Climate change in this very dry region mean that all our water harvesting tanks are dry but when the rains come (hopefully in April) we will have finished a major upgrade and expansion of this scheme and will have greatly increased storage capacity.
In the meantime the school truck is spending a great deal of time travelling to fetch water from a distant well.
As the school is growing so fast the logistics get more complex. We provide dormitory accommodation, regular meals and uniforms for the children and the newly formed structure of the project as an NGO with Ugandan Charitable status is now getting started. Local Trustees have been appointed and they are now beginning to meet regularly. There first tasks will be reviewing the organisation support and deciding on future priorities.
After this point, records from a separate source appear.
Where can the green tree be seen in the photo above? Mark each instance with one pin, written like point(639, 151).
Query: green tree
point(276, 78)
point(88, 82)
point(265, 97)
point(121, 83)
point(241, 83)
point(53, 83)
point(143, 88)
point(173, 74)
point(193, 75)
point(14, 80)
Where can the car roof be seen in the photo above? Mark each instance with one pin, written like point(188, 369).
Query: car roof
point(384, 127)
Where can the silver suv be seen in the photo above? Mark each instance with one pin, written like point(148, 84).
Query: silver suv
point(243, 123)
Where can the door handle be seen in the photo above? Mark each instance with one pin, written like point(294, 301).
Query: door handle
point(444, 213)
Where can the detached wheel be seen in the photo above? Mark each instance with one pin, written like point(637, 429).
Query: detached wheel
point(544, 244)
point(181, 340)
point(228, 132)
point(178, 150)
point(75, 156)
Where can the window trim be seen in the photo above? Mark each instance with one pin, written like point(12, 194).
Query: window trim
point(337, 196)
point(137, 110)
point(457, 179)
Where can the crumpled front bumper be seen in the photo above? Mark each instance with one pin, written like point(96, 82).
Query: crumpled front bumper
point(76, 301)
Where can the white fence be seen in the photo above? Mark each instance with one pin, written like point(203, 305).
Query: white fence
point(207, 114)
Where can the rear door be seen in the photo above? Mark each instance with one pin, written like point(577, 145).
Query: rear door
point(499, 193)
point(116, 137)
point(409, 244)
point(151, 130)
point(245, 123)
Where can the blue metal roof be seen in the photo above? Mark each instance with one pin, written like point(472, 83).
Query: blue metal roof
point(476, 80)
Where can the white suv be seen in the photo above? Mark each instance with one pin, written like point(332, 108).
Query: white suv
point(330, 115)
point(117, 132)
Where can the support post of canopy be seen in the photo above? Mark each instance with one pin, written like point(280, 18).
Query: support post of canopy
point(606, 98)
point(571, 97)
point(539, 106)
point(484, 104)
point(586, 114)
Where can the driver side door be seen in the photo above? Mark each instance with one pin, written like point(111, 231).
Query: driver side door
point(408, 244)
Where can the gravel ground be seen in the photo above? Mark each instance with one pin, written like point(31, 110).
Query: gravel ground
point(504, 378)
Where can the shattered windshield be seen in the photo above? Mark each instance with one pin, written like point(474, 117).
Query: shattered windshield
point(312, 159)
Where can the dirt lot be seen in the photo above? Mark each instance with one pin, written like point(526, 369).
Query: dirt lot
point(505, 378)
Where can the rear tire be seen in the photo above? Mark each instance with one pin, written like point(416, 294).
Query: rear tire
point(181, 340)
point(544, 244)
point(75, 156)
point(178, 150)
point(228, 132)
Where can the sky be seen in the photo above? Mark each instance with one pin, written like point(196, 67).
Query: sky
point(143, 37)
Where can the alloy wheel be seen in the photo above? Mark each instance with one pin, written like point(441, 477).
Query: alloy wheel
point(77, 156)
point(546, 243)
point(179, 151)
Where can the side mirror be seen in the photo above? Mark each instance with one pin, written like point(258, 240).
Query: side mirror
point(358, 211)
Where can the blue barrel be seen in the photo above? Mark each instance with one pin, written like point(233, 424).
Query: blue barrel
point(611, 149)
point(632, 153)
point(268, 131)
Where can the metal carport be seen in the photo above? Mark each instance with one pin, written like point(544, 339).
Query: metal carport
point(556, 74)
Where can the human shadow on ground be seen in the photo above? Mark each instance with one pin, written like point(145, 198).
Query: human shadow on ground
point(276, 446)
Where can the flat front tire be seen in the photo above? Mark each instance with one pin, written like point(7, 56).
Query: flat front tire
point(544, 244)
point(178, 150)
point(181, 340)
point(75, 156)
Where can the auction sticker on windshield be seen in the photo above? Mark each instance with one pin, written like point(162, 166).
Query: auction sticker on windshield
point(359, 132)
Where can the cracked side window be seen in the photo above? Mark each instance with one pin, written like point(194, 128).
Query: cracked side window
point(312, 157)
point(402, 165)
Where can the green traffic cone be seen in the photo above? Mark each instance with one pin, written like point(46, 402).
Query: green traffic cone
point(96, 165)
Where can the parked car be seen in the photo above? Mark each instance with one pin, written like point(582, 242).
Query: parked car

Matt Houghton and Phil Hayward came with 4 huge bags of football shirts and kit and gave lots of coaching to the children, they are also planning how best to create good quality pitches for football, netball and hand ball and athletics in the future. The aim is to make St Zoe's an exemplar in educational, vocational, and sporting excellence and try to find tomorrows Premier Division players and Olympic competitors.

Our two Project Trust volunteers Rebecca and Naomi have now been at St Zoes for 6 months and have made a huge contribution to not only the teaching of English and Mathematics but have joined in the affairs of the school in a truly wonderful manner.